Oteil Burbridge & Friends Electrify with Inspiring Vibes and Uplifting Music
Words by Chad Berndtson
Photos by Marc Millman and Dino Perrucci
In lesser hands, the notional “& Friends” band is a pleasant jam session: get a few compadres together, work up a setlist of things people would likely know, get into a flow, rock it hard and groove it kind, call it a night. And, sure, you get all that with Oteil & Friends, but because of who Oteil is—and who the friends are and how he involves them—the concept is that much more special and thrillingly realized.
It’s a malleable band, always of aces, diving into the catholic musical tastes that shoot through Oteil’s staggeringly rich and varied background, but with a little of everything that makes Oteil Oteil. He’s a legend of the bass guitar whose aura gives feel and weight to bands that bear his name, and no matter what this band in whatever combination he chooses to play, it’s Oteil’s group, through and through. Not unlike the legendary Jerry Garcia Band, the emphasis here is primarily cover songs getting judiciously arranged and patiently worked-through, but it’s much more than that. You know the song, you’re conscious that they’ll be delivered unlike you’re going to hear them in other instances, and all of the working elements are firmly in Oteil’s orbit, to which you’re pulled in, adjusting your own pace accordingly instead of burdening his group with whatever your expectations happen to be about what’s to be played and what it might sound like.
That’s a freeing experience, and, watching Oteil’s typically beatific expression when he’s in full-on music maker mode with groups of musicians he deeply respects and connects with at several levels, you’re convinced no one is more free than this band’s grinning, blissed-out namesake.
For a two-night Cap run, Oteil’s band—guitarists Eric Krasno and Tom Guarna, drummer Pete Lavezzoli, multi-instrumentalist Jason Crosby, horn players and singers Jennifer Hartswick, Natalie Cressman, and, making a glorious return to the Cap stage following cancer treatments, James Casey—served generously.

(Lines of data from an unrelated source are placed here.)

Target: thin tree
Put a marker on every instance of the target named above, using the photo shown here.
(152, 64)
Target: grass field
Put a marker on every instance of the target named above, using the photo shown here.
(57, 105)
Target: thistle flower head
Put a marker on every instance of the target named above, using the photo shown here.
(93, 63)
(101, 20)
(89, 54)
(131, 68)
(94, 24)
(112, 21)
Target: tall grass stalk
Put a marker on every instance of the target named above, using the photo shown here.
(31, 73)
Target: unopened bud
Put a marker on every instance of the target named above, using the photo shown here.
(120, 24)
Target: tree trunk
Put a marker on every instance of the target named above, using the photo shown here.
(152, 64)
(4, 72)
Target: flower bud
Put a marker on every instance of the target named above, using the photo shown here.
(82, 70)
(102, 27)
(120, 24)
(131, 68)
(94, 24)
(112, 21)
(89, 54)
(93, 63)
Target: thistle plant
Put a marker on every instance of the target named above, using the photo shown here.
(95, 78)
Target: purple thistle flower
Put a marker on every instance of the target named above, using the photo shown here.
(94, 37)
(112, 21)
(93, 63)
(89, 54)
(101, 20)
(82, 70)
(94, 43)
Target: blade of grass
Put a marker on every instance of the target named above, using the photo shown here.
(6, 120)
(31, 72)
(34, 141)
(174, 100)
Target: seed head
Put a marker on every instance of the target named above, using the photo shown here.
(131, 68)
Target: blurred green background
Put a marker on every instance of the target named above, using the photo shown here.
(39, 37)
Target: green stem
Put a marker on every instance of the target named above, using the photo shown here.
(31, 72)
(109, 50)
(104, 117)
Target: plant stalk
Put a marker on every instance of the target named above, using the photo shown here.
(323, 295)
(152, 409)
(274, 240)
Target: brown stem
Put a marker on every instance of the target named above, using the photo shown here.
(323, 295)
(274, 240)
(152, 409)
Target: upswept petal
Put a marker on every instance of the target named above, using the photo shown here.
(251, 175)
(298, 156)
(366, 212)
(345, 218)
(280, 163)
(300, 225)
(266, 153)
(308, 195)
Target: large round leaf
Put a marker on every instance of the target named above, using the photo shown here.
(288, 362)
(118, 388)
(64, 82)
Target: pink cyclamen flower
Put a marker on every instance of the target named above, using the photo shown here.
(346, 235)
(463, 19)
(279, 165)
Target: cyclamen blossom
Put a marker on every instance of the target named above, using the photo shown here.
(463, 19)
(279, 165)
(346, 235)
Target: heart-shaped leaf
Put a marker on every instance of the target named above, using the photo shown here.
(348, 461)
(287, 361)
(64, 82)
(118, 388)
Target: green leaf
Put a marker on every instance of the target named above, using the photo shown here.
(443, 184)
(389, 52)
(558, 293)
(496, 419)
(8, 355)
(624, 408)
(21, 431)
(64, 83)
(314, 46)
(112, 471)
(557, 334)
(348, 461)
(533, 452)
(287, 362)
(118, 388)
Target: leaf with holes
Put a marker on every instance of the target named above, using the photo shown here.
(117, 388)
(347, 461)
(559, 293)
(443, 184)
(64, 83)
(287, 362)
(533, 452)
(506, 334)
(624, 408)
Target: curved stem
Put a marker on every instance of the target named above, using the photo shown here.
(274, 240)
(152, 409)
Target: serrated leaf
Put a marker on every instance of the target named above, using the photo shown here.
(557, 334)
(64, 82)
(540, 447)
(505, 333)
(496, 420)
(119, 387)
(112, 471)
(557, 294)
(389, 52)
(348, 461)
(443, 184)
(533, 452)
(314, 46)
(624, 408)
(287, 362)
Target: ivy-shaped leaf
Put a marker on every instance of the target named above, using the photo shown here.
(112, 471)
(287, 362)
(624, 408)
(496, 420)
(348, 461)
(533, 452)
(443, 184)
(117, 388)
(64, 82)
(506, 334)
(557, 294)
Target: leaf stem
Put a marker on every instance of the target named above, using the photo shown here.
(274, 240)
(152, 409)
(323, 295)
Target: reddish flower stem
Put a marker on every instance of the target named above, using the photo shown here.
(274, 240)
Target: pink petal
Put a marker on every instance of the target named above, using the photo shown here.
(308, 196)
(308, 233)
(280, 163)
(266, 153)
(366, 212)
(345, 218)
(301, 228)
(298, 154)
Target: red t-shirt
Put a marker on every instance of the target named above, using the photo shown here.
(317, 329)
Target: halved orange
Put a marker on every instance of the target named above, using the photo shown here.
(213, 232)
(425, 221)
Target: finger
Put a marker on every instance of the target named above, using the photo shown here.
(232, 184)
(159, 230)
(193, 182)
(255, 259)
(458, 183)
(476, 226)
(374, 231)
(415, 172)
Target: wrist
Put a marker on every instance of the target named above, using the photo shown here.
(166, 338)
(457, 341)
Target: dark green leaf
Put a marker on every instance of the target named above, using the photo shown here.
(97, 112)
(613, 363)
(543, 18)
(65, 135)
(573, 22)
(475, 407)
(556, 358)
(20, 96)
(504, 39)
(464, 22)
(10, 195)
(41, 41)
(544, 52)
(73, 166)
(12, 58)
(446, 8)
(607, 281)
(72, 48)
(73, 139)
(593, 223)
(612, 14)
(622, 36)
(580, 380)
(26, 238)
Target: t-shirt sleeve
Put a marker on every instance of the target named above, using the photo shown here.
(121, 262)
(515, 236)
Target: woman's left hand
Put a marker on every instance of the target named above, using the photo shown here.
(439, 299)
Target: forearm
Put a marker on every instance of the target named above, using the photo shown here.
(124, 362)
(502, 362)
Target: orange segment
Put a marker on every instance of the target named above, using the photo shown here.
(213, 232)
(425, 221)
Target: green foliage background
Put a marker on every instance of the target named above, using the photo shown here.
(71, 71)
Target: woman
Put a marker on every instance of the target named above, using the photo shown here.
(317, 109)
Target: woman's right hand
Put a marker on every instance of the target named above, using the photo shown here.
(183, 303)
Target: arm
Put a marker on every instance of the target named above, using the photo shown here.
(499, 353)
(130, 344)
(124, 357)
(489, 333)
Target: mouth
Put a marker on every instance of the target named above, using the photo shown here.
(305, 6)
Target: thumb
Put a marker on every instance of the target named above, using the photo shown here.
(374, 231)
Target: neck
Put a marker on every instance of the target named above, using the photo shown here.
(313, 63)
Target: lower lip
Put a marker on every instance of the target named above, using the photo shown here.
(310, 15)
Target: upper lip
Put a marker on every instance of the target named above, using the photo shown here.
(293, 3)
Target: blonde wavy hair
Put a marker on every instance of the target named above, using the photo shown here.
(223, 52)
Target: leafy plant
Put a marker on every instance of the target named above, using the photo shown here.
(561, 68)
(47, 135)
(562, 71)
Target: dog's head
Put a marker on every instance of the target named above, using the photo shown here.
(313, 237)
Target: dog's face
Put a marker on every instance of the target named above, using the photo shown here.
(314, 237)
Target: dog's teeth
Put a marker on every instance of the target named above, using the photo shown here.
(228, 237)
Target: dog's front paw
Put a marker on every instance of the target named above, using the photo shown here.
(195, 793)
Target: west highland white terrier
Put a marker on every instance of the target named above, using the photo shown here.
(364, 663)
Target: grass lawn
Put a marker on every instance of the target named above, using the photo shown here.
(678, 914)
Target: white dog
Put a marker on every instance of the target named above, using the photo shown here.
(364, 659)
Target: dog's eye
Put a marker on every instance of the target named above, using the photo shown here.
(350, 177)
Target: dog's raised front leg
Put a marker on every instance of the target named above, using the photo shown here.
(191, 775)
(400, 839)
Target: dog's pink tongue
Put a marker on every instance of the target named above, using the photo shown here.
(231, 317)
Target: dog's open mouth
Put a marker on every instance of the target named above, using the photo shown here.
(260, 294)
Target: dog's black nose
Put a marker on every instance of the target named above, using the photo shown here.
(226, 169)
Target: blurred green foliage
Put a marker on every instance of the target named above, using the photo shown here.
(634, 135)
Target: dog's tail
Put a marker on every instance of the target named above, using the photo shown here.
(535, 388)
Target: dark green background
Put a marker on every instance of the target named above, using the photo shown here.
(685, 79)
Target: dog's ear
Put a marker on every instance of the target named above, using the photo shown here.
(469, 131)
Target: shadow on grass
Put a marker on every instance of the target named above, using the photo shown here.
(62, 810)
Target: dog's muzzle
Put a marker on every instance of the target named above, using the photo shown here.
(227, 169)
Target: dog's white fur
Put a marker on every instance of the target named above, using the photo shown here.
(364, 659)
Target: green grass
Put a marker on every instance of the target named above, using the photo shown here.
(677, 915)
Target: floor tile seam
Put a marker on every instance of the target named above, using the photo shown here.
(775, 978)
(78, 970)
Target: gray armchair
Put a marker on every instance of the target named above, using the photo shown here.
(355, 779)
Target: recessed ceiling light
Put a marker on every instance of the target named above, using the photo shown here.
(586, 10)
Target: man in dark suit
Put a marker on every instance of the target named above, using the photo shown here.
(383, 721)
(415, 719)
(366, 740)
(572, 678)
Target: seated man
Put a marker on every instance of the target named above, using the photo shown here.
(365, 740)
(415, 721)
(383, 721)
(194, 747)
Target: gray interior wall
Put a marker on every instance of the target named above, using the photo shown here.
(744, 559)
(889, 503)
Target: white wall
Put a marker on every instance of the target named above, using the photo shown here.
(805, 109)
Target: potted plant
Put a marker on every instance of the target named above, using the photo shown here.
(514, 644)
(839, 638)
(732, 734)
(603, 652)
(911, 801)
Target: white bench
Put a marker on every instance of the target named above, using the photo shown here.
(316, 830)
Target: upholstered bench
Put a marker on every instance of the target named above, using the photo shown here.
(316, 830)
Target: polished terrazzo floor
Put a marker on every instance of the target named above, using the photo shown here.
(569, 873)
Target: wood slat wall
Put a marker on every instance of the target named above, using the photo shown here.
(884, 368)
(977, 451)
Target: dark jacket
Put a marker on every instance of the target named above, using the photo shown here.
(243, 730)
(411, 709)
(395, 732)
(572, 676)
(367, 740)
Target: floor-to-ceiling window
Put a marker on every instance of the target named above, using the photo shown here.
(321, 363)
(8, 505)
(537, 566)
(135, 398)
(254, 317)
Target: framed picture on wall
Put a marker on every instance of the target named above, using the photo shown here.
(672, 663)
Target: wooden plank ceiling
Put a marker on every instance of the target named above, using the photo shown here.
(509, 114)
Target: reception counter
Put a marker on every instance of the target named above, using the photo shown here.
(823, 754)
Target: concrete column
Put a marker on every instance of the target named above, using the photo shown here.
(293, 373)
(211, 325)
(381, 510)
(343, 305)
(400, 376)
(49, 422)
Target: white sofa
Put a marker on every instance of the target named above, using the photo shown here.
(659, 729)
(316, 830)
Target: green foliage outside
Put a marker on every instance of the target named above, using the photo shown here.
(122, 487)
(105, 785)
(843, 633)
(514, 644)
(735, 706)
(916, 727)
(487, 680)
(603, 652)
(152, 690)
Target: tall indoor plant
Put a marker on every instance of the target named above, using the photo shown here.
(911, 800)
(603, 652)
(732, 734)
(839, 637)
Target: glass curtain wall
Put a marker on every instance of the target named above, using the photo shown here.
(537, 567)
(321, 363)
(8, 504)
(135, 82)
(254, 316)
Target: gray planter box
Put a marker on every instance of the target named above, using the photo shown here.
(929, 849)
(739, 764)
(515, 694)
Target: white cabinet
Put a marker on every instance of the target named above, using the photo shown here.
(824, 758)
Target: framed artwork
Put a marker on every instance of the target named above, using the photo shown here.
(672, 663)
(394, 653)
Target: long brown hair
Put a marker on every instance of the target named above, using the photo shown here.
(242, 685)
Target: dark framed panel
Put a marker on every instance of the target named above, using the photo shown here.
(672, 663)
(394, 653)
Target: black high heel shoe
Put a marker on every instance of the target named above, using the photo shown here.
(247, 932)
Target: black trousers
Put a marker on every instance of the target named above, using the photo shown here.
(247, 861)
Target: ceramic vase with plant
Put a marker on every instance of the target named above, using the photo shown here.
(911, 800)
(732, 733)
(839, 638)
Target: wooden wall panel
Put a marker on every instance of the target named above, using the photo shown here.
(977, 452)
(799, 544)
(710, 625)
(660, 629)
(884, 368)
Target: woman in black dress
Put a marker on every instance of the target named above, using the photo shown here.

Saturday’s show, nearly three and a half hours over two sets, leaned heavily into Grateful Dead material but to absorb the meaty setlist only on paper is to miss almost the entirety of what made it special. Oteil and team grabbed hold of Dead standards like “Scarlet Begonias,” “Estimated Prophet,” the full “Weather Report” suite (!), the full “Terrapin Station” suite (!!) and others and took them on in ways that fit the loose, jammy, warm vibe of the evening, with unpredictable detours within each. “Scarlet” had some horn accents; the beginning of “Weather Report” had a spooky, almost Romanza-like intro solo from Guarna. “Estimated Prophet,” sung with gusto by Lavezzoli, yielded to some head-cutting between the guitarists that felt New Orleans funky; the rare “Believe It Or Not” dripped with tender, tender soul as sung by Oteil.
That was just some of the fun. The Allman Brothers’ “Hot ‘Lanta” roared out of the gate to open set two, complete with “Afro Blue”-quoting horns. Dylan material turned up twice, first with a chugging “Gotta Serve Somebody” sung by Hartswick, and later with a more pensive “Tough Mama.” It wasn’t all choogle, either; “Let It Grow” sprawled out into a gorgeously atmospheric jam, and Krasno’s “Unconditional Love” went smoldering R&B, complete with a go-for-it Casey solo that had the entire crowd bouncing off the walls. And the showpiece segment might well have been the entire second half of the second set, beginning with a tender reading of the late Neal Casal’s “Superhighway” that melted into a tripped-out “New Potato Caboose,” then somewhere during the emergence from the ether pulled into “Terrapin” . Then, when “Terrapin” had been thoroughly worked over (and well sung, throughout all its parts, by Oteil), the band funked and bopped its way into a surprise “Shakedown Street,” which included a beautifully fun segment of improv vocal harmonies from Hartswick, Cressman, and Casey underneath a typically roiling Crosby solo that had the whole band smiling. This “Shakedown” was marvelous stuff; at one point, the entire band save for Lavezzoli’s relentless drums hung back, watching in giddy admiration while Oteil built a solo out of jittery scatting. That wasn’t even the end of it; the entire band then extended the already-massive “Shakedown” by an additional five minutes of modular funk and grooving out, accentuating everyone’s contribution.
It would have been enough to end there, and then they returned for a beautiful “Attics of My Life”—tender harmonies between Oteil and Crosby—followed by an inevitable, en-fuego “Lovelight.” This band had something extra, and not just the expected highs of an all-star team of collaborators who know their stuff. At the beginning of the two nights, they were a jam session. By the end of the two nights, they were a jelling ensemble, and a collective 7 hours of music only the beginning of what they could do together.